July 24, 2008

(+++) FILMED MUSIC

Tony Palmer’s Film about Puccini. Written by Charles Wood. Starring Robert Stephens, Virginia McKenna, Judith Howarth and Robert Urquhart. Tony Palmer Films. $24.99 (DVD).


Tony Palmer’s Film of God Rot Tunbridge Wells. Written by John Osborne. Starring Trevor Howard, Dave Griffiths, Christopher Bramwell and Peter Stanger. Tony Palmer Films. $24.99 (DVD).


      As producer of films about Chopin and Sir Yehudi Menuhin, and director of ones about Britten, Stravinsky, Maria Callas, Renée Fleming and others, Tony Palmer has carved himself a niche in the visual exploration of classical music. Now his 1984 film on Puccini and 1985 exploration of Handel, both made for British TV, are available on DVD – and they are very much niche products. Palmer’s strength is in his belief in himself and his viewpoints. If you accept his ideas, you will become quickly involved in his films and find them enthralling. If you do not see eye-to-eye with him, though, watching his movies can be something between a chore and an irritation.

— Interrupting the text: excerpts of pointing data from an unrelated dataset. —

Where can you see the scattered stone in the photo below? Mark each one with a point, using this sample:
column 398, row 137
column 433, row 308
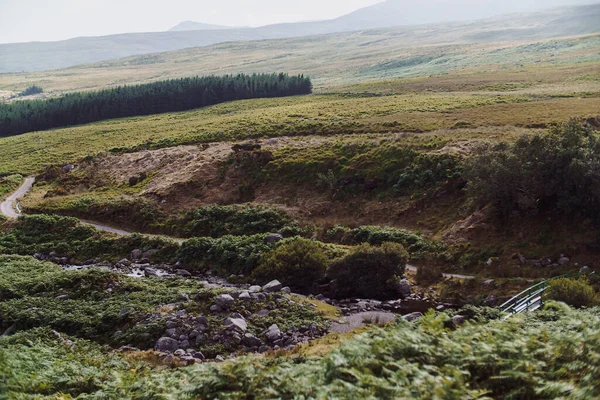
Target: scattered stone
column 403, row 288
column 273, row 333
column 166, row 345
column 413, row 316
column 273, row 286
column 136, row 254
column 251, row 341
column 237, row 323
column 274, row 238
column 254, row 289
column 148, row 272
column 490, row 301
column 563, row 260
column 584, row 270
column 263, row 313
column 224, row 301
column 245, row 296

      This is particularly true in Palmer’s film about Puccini, whose focus is not the composer’s operatic career but the tragic story of the family’s maid, Doria Manfredi, who was wrongly accused by Puccini’s jealous wife of having an affair with the composer, a notorious womanizer. Distraught, Manfredi committed suicide – and Puccini’s wife, Elvira, was later convicted of public defamation in the case and sentenced to more than five years in prison. Palmer interweaves this story with preparations for a production of Turandot that Palmer himself designed for the Scottish National Opera. This is self-aggrandizement as much as anything: the production was roundly condemned and reflected far more on Palmer than on Puccini. In fact, Palmer goes so far as to suggest that Turandot may have been left incomplete – Puccini stopped writing it after the death of Liu – because Puccini was so emotionally torn by what happened to Dora Manfredi. This creates a variety of factual problems – for example, it would mean the composer stopped composing years earlier than is generally believed to be the case – but it certainly makes for good theater, and that is what Palmer is after. Unfortunately, the film itself is rather sloppily shot, especially in the scenes of preparations for the Turandot production; and in fact, only dedicated opera lovers will likely want as much of a backstage view as Palmer provides. The actual performance of parts of the opera, by the Scottish Opera Chorus and Scottish National Orchestra under Sir Alexander Gibson, is very good, but there is not much of it, and it is not Palmer’s main point in the film. In fact, his main point is a bit hard to come by – the film gives the impression of being several short movies cut together, sometimes rather haphazardly, all with a focus on something having to do with Puccini.


      God Rot Tunbridge Wells
is argumentative in a different way. Screenwriter John Osborne, a well-known playwright, commemorated the 300th anniversary of Handel’s birth with a film whose title comes from a letter that Osborne says Handel wrote to the Tunbridge Wells Ladies’ Music Circle after they put on a particularly hideous performance of Messiah. Did it happen? It scarcely matters to Osborne and Palmer, who are more interested in the way Handel shook up British music in the 18th century and created a set of entirely new traditions. That did happen, but it is something of a scholarly matter and not well suited to film visualization. So Palmer and Osborne focus on the Tunbridge Wells matter as a kind of microcosm of bad music-making. The good news is that, in the process, they offer some very good music-making – from the English Chamber Orchestra under Sir Charles Mackerras, and a number of fine singers. Palmer does not inject himself as much into this film as into Puccini, where he uses his own Turandot production so prominently; God Rot Tunbridge Wells is as much Osborne’s vision as Palmer’s. If neither of the films is definitive – and neither is – both have interesting, if seriously skewed, points of view, and are likely to be enjoyable to the extent that viewers and listeners find the viewpoints congenial rather than maddening.